Circuit Zandvoort was the subject of several lawsuits in the lead-up to the first Grand Prix of the Netherlands in 1985. The course is in an area protected by Natura 2000. Environmental groups were concerned that the arrival Formula 1 would lead to an increase in nitrogen emissions of 15%. Research by Circuit Zandvoort and the province showed that the Grand Prix would reduce the nitrogen emissions. There was no racing during the renovations of the track. This also applies to any build-up prior to the race.
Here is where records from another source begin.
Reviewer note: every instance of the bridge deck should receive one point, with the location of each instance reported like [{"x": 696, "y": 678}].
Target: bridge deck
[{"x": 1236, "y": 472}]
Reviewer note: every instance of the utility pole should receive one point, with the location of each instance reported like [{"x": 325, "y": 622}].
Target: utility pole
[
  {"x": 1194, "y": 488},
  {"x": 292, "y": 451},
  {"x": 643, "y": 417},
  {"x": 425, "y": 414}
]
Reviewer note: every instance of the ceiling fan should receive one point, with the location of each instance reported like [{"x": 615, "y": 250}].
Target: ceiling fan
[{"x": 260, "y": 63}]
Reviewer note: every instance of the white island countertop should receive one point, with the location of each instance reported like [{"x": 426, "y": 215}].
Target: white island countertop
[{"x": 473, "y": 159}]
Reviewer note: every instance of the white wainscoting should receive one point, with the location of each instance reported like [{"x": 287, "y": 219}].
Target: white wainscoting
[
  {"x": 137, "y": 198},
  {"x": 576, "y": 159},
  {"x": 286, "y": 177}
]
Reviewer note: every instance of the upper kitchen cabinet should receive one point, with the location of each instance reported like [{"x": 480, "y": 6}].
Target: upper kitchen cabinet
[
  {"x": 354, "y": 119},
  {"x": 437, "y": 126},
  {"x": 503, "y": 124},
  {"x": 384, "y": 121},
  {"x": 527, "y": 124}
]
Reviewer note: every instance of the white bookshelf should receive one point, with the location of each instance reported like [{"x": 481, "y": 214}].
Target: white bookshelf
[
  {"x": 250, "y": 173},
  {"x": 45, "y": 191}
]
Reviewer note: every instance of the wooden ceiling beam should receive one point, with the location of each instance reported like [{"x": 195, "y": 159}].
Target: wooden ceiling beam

Recently, there were five cases against this circuit. Three of these were related to nitrogen emissions. The investigations into these cases had been completed and the Haarlem court was set to rule on August 12. This would have been well before the F1 weekend at Zandvoort. The royal class will be visiting the coastal town between 3 and 5. September. It has been determined that further research into nitrogen emissions is necessary. These three cases are being reopened.
The court designated the Administrative Jurisdiction Advisory Board to be the investigating body. The board has three months to present their findings. It is possible that the investigation won’t be completed before the Dutch Grand Prix in 2021. The race, however, seems to be able continue in September because the province has granted the permits. The Dutch GP’s next editions may be affected by the earlier ruling.
Circuit Zandvoort is also being sued in two other cases. These lawsuits concern the waiver for the ban on disrupting the protected natterjacktoad and sandlizard. These cases were not reopened by the court, so the provisional ruling remains in effect until August 12. A decision in the three nitrogen cases will be made only at a later stage.